Now, I'm going to say something that might offend people, but that is not my intention. I believe Norman Shepherd is a consistent and logical paedobaptist covenantal theologian, specifically regarding his view of the Abrahamic Covenant as found in "The Call of Grace." Because of the dualistic nature of the Abrahamic Covenant (temporal/historical and eternal/eschatological), and because both aspects are identified as the covenant of grace by paedobaptistic covenant theologians, he does the natural, logical thing (in order to avoid a form of Platonic dualism, so I speculate, and to preserve an inseparable unity) and conflates the temporal/historical requirements of the Abrahamic and Mosaic Covenants (i.e. obedience for the temporal blessings truly and genuinely promised in the Abrahamic and Mosaic Covenants) with the eschatological promises of the COG revealed and hidden in them.

So, the Abrahamic Covenant is *ONE* covenant through which two promises are administered to all members (elect and reprobate).
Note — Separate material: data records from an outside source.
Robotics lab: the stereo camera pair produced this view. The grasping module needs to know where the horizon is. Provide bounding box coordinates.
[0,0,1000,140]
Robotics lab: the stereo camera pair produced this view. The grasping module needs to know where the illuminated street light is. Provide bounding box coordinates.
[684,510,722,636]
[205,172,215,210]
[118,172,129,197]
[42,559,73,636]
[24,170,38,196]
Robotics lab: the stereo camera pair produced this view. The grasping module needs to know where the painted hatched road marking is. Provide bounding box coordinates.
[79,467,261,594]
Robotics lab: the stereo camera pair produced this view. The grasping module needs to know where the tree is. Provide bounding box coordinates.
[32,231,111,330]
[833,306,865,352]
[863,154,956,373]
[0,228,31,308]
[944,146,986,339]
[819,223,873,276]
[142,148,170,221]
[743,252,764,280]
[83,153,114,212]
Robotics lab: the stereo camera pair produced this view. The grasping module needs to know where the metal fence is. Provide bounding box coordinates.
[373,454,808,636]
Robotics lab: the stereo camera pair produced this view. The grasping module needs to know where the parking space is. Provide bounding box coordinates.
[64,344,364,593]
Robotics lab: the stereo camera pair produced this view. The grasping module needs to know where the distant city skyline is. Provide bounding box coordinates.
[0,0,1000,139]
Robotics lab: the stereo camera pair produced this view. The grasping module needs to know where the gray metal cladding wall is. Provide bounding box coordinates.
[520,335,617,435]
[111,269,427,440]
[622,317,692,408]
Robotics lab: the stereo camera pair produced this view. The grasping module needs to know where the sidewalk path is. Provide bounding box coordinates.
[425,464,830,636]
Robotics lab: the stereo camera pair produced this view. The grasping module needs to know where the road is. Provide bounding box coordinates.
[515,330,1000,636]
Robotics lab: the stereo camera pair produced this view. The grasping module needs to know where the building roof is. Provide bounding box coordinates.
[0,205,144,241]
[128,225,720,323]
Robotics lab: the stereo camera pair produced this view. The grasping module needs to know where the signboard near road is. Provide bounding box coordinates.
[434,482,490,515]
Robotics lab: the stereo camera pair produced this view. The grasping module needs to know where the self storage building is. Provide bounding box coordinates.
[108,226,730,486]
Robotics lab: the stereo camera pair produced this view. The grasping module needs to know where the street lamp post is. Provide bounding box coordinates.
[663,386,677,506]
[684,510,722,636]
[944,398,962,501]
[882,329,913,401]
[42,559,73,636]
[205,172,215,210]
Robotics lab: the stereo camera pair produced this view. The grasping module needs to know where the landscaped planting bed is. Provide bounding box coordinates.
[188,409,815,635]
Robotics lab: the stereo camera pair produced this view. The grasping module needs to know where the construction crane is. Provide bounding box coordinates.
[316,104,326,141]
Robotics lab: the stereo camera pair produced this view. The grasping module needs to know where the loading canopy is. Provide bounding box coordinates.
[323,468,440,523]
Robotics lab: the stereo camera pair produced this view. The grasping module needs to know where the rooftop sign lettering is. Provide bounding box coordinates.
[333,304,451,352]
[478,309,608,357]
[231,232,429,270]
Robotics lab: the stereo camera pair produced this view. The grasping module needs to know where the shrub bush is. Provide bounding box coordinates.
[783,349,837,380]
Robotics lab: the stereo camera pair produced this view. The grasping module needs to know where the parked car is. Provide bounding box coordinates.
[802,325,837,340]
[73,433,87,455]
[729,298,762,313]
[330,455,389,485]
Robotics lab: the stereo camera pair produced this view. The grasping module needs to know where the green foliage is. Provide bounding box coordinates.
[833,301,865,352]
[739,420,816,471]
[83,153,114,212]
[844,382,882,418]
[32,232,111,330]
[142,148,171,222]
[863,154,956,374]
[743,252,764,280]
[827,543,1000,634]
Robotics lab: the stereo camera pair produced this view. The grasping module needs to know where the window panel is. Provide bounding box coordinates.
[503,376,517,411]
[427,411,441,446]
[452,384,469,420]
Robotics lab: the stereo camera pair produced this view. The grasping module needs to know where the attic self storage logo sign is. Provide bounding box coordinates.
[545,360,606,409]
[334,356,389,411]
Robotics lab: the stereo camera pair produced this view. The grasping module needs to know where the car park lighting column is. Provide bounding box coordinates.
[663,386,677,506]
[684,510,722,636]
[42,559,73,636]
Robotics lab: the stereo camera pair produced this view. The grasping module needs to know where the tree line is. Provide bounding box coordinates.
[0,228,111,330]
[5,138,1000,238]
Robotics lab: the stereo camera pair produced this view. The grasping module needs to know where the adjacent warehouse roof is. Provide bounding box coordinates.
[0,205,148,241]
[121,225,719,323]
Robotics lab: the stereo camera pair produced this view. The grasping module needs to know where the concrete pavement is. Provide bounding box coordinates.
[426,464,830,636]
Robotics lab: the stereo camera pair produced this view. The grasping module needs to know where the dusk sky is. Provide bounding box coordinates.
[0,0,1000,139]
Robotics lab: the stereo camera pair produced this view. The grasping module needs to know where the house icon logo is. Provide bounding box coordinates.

One of the two promises is equal to and indentified with the promises of the COG. Here you see the COG administered in types and shadows, but one cannot equate the eschatological promises administered through them with the types/signs. So, principally, the sign of baptism is not the reality of it, or the sign and the thing signified are not the same thing. There was a genuine, true promise for the physical land, kings, and peoples, as well as a genuine, true promise of the heavenly land, kings, and peoples. The requirements for each were different. The non-elect were truly in the Abrahamic Covenant, and both the promises were extended to them upon their contingency of obedience (whether obedience to the law of works or obedience to the law of faith--this is what Shepherd conflates--which is why, if the Abrahamic Covenant is equal to the COG, the covenant of grace necessitates your own personal obedience to the law as well as faith in order to maintain your membeship).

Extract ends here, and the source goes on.